# Eifeltour gesucht, 6h-Tour mit Hardtails



## einfarbig (29. Mai 2009)

Hallo,

zwei Kumpel und ich wollen morgen Mittag in die Eifel fahren. Kommen aus Köln und wissen absolut nicht, wo wir am besten hinfahren. Bevor wir also einfach ins Blaue düsen, wollte ich hier mal nach ein paar besonders lohnenswerten Touren fragen!

Wir fahren alle auf HTs und suchen einen guten Mix aus längeren, eher leichten Trails und Stücken, wo man etwas Speed aufnehmen kann. 

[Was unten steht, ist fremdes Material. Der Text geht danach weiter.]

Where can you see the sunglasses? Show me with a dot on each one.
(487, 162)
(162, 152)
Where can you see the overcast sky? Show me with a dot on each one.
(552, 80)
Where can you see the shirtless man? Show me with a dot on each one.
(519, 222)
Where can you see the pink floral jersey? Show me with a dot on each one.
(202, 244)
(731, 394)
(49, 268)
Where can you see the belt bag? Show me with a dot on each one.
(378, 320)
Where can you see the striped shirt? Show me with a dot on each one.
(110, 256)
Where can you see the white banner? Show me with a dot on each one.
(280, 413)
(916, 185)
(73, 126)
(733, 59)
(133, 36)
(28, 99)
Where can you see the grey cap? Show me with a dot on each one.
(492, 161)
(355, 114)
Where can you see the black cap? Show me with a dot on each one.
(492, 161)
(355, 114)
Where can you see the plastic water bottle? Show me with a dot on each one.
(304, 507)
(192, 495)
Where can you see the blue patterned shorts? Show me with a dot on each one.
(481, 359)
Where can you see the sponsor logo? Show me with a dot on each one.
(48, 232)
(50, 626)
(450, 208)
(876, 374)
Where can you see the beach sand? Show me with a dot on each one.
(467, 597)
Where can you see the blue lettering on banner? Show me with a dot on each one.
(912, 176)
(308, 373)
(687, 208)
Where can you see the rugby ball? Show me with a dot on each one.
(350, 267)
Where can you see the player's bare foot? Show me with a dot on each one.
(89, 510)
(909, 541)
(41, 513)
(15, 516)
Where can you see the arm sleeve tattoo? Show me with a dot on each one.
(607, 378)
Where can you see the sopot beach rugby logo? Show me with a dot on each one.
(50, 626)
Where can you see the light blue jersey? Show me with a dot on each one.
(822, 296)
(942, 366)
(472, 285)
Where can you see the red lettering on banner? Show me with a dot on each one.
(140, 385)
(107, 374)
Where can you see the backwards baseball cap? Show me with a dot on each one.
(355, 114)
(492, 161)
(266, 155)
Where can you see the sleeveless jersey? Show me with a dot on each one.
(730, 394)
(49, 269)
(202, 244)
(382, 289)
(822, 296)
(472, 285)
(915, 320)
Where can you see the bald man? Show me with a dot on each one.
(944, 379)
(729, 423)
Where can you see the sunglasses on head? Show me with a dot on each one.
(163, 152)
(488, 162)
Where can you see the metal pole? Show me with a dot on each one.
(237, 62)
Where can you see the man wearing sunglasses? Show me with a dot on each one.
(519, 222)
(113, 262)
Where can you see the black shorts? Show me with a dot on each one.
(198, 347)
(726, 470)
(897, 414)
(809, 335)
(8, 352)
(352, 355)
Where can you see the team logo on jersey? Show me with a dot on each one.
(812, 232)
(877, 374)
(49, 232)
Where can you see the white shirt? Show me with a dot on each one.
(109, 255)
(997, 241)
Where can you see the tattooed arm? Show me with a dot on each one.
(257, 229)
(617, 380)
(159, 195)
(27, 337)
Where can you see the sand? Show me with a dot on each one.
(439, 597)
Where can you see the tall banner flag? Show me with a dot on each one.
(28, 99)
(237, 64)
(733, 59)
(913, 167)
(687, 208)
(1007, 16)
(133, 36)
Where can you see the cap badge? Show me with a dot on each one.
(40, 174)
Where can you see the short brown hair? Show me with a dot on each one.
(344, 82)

Sind alle eher Anfänger, aber was an Fähigkeit fehlt, wird mit Mut kompensiert 

Wäre über jeden Tipp dankbar!


----------



## einfarbig (29. Mai 2009)

Danke!

Wird vielleicht etwas knapp, können erst so um 14 Uhr hier los. Hat noch jemand einen Tipp parat, Marke "Straße XY in Z, dann einfach dem Weg folgen" oder sowas? Wäre zu schön .


----------



## MTB-News.de




----------



## einfarbig (29. Mai 2009)

Danke.

Schwierigkeitsgrad 7, was soll das konkret bedeuten? 1-10, wobei 10 bockschwer ist?


----------



## Deleted 30320 (29. Mai 2009)

Naja, die Runde um dei Nordschleife können auch Einsteiger meistern. Würde ich nicht empfehlen da am Wochenende Rock am Ring stattfindet !

Hast du GPS ? Dann schau mal auf meiner HP ob dir was zusagt ( Link ) 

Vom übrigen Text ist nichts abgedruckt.